Japan's January-to-March real growth rate of 1.4 percent versus the previous quarter beat the 0.9 percent market forecast and calmed some fears that soaring oil prices and rising US interest rates could dampen the country's export-led recovery.
This lifted the yen above recent multi-month lows against the dollar and the euro, while the single currency came under additional pressure after the ZEW gauge of German economic optimism fell to its lowest since last July.
"The ZEW pulled the euro back. When you see headlines like 'it's the lowest since last July' on an intra-day basis it is going to affect people's short-term positioning," said Ian Gunner, head of foreign exchange research at Mellon Financial Corporation.
"The decent bit about the Japanese numbers was the fact that the consumption sector contributed a fair amount to the overall growth, which suggests the recovery is not entirely export-led."
At 1150 GMT, the yen traded 0.56 percent higher at 113.75 per dollar and 3/4 of a percent higher at 136.35 per euro.

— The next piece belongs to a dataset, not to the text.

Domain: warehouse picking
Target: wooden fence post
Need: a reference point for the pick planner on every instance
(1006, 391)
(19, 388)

The dollar - which on Monday suffered its biggest one-day fall against the Swiss franc since January - traded a touch firmer at 1.2780 francs.
The euro fell a quarter of a percent on the day to $1.1985. On Monday, the euro leapt more than one percent to a 10-day high.

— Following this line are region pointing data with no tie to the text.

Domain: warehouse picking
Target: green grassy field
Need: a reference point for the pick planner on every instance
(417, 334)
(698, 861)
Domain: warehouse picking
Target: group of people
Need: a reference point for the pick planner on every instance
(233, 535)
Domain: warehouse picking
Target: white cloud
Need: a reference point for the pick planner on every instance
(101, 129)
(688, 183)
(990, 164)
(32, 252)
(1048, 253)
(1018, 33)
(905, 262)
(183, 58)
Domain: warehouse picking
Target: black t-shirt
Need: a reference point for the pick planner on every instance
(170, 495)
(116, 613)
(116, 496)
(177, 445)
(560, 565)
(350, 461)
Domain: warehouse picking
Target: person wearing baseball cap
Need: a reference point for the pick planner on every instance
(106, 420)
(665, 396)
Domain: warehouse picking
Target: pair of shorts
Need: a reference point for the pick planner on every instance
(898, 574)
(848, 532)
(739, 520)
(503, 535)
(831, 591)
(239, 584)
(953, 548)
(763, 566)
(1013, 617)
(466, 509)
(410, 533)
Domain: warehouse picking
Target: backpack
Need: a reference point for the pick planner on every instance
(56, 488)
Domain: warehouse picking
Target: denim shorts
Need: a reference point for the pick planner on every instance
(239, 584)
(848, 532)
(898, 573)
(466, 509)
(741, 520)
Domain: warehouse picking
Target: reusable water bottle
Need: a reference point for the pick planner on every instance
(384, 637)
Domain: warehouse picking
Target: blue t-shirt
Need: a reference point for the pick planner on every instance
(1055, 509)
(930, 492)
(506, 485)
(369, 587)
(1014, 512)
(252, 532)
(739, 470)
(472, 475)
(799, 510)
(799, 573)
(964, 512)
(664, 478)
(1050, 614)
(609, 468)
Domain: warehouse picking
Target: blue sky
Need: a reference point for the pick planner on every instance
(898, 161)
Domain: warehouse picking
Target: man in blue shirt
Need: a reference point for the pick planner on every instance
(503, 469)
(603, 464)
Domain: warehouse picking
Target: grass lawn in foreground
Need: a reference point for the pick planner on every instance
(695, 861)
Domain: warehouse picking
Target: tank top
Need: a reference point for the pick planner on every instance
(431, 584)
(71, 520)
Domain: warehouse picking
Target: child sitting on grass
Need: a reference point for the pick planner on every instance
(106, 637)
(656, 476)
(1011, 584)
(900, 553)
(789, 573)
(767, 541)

The latest leg of euro weakening came after news the ZEW institute's main index fell more than expected to 46.4 in May from 49.7 the previous month.
"We had some weak economic data from Germany which is clearly negative for the euro. The yen was up after very strong GDP numbers. But we are not expecting a sharp downfall in the euro from here given geopolitical concerns," said Carsten Fritsch, currency strategist at Commerzbank in Frankfurt.
Eurozone April inflation came out in line with forecasts at 2.0 percent, bang on the European Central Bank's target ceiling.